"Uy, yo a Alperi lo conozco de hace mucho tiempo, de cuando vivía en el BBVA que está cerca del Ayuntamiento". Vicenta recuerda a muchas de las personas que conoció durante los años que pasó en la calle. Se acuerda perfectamente de los "compañeros árabes" que se alojaban en el banco de la Explanada que estaba frente al suyo; del director de la sucursal bancaria donde dormía, de los "chicos" de Servicios Sociales que le traían café y comida. Hasta de la figura del ex alcalde de Alicante pasando frente al ventanal del cajero... "Seguí allí cuando ya habían quemado a la de Barcelona, pero no me daba miedo". A mí nunca me ha faltado de nada, porque la gente siempre me ha querido mucho". A sus 69 años, esta alicantina del barrio de San Antón desborda gracia y coquetería por todas partes. Mezcla pasajes alegres y tristes de su vida hablando rápido, como si no distinguiera entre unos y otros, mientras se aparta el mechón, todavía rubicundo, que le cae sobre los ojos, verdes. Sólo quiere salir en las fotos "si me sacan guapa". Y entiende que, a pesar de que no estaba mal viviendo sin techo, "es mejor estar aquí dentro porque no hace frío".

Para las estadísticas que justifican la inclusión en los presupuestos municipales de un millón de euros para mantener un centro como el CAI de Alicante (Centro de Acogida e Inserción para Personas sin Hogar), Vicenta no es más que uno de los 1.692 usuarios que, según los datos de 2008, hacen uso cada año de alguno de los servicios que presta este colegio reconvertido en albergue de transeúntes y centro de "segundas oportunidades" para personas que están en riesgo de exclusión o directamente vienen del extrarradio del sistema social. Pero para quienes trabajan en el CAI, alguien como Vicenta representa no sólo el trabajo positivo que se hace en el centro -donde se desarrollan hasta cuatro programas de inserción y atención para gente sin recursos-, sino también que "no todas las personas que vienen de la calle son los vagabundos sucios de las películas".

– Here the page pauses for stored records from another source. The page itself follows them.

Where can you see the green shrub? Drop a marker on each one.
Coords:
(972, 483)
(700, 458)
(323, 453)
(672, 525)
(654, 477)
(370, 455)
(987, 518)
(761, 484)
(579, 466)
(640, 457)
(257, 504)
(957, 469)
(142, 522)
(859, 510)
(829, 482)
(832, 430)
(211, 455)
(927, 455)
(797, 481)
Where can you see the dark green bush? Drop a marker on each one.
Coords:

Rosa Sánchez, directora del centro, defiende que, a pesar de que sí existen usuarios marcados por la drogodependencia o la alcoholemia, la mayoría de las situaciones de exclusión se originan "por una ruptura del vinculo familiar" que en muchas ocasiones también lleva aparejada una situación económica extrema. De hecho, la media trimestral de ocupación del año 2009, cuando la crisis ha incidido con más fuerza, es ya notablemente superior a la de años anteriores.

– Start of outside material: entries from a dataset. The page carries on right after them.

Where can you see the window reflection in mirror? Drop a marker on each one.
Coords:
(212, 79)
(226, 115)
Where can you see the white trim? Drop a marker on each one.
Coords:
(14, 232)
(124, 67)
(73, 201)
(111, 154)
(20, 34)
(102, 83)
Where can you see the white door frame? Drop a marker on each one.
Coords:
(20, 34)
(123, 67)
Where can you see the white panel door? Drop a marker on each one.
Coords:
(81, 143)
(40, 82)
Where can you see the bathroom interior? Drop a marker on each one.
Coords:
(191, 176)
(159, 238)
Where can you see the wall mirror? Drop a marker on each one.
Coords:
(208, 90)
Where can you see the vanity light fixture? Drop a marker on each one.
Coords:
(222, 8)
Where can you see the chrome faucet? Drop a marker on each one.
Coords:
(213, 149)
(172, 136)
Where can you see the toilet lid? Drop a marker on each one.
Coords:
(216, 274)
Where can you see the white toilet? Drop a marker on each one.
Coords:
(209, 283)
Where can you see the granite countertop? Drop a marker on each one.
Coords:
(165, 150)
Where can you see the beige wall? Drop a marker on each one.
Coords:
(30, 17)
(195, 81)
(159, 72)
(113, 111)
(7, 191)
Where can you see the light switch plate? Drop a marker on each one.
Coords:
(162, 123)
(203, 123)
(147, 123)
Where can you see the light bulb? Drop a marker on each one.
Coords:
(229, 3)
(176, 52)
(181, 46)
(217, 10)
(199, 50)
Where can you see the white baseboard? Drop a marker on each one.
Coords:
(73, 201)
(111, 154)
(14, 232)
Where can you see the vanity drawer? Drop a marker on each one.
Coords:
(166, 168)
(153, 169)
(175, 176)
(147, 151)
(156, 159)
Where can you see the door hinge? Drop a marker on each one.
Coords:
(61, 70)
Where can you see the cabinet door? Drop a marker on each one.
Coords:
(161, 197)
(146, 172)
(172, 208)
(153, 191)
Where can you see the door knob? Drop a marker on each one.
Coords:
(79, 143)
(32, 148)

Éste es el caso de Christian D. Lockling, uruguayo de 32 años. Ha perdido su empleo y una disputa conyugal le ha dejado literalmente en la calle. Se aloja en el CAI "temporalmente", hasta que encuentre trabajo. Es licenciado en Comunicación Social y trabajó para una gran aerolínea, de manera que no tiene problemas para traducir el inglés de su compañero, el doctor Dev Pali de Silva, originario de Sri Lanka, cuando tiene problemas con su español.

Ambos responden al patrón de "sin techo" que los siete años de andadura del CAI han permitido reconocer como mayoritario. El perfil del "excluido" que atiende el CAI es, atendiendo a los porcentajes, un hombre menor de 50 años, desempleado y, en uno de cada dos casos, extranjero no comunitario que lleva menos de seis meses durmiendo al raso y con lo puesto.

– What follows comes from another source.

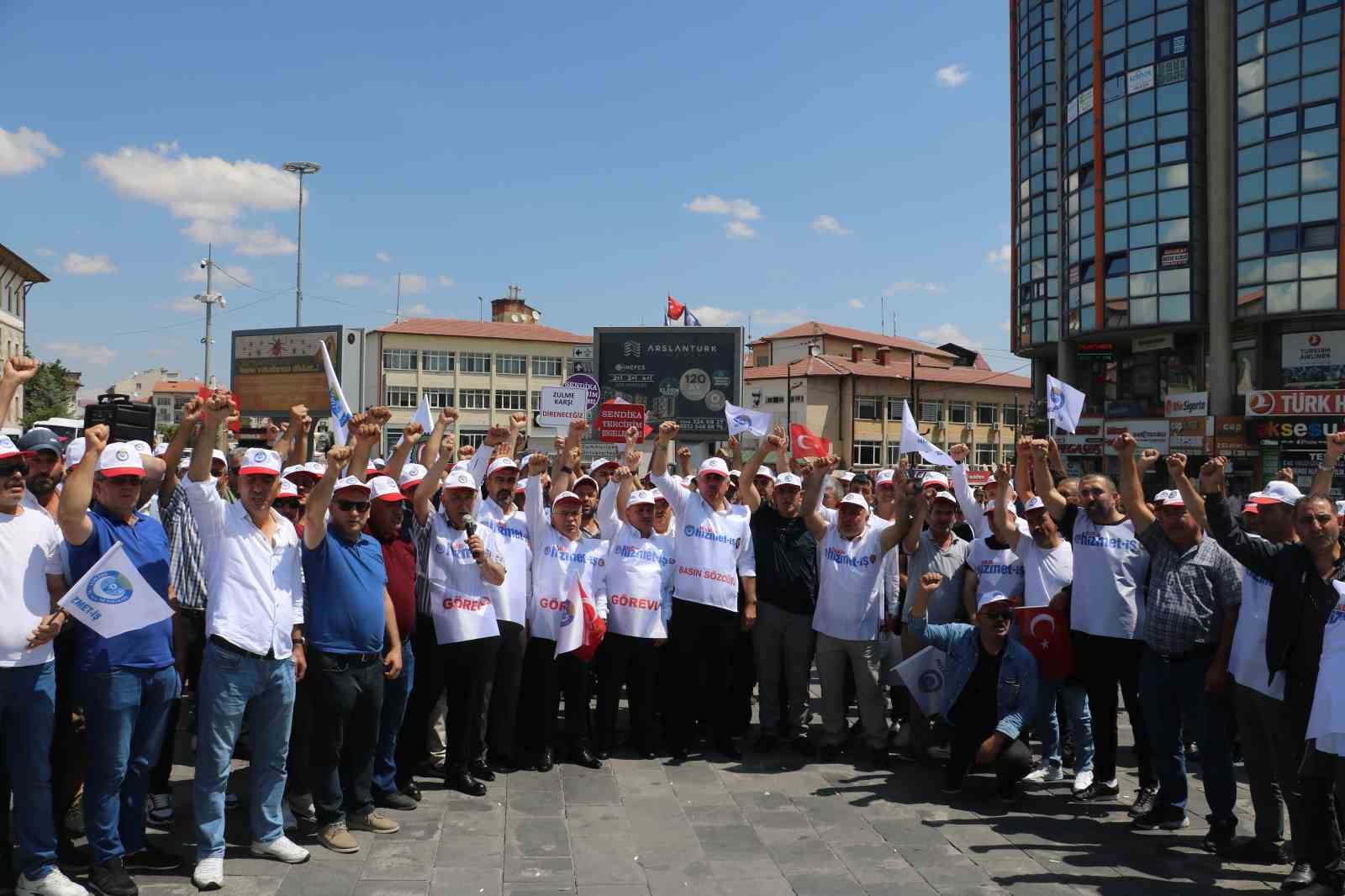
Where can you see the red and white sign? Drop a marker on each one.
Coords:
(1295, 403)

"Hay quien elige vivir fuera del sistema y por tanto no quieren utilizar nada de aquí", apunta Sánchez. Ninguno de los 90 cubiertos o de las 72 camas que ofrece esta instalación. Pero siempre habrá un café o una manta para ellos de los que reparte el Equipo de Calle por toda la ciudad, o estarán las puertas abiertas para cubrirse cuando llueva o tomar una ducha cuando no tengan la suerte de Vicenta, que utilizaba sus buenas amistades en el Puerto "para poder meterme en el ferry de Argelia para asearme en los cuartos de baño siempre que quería".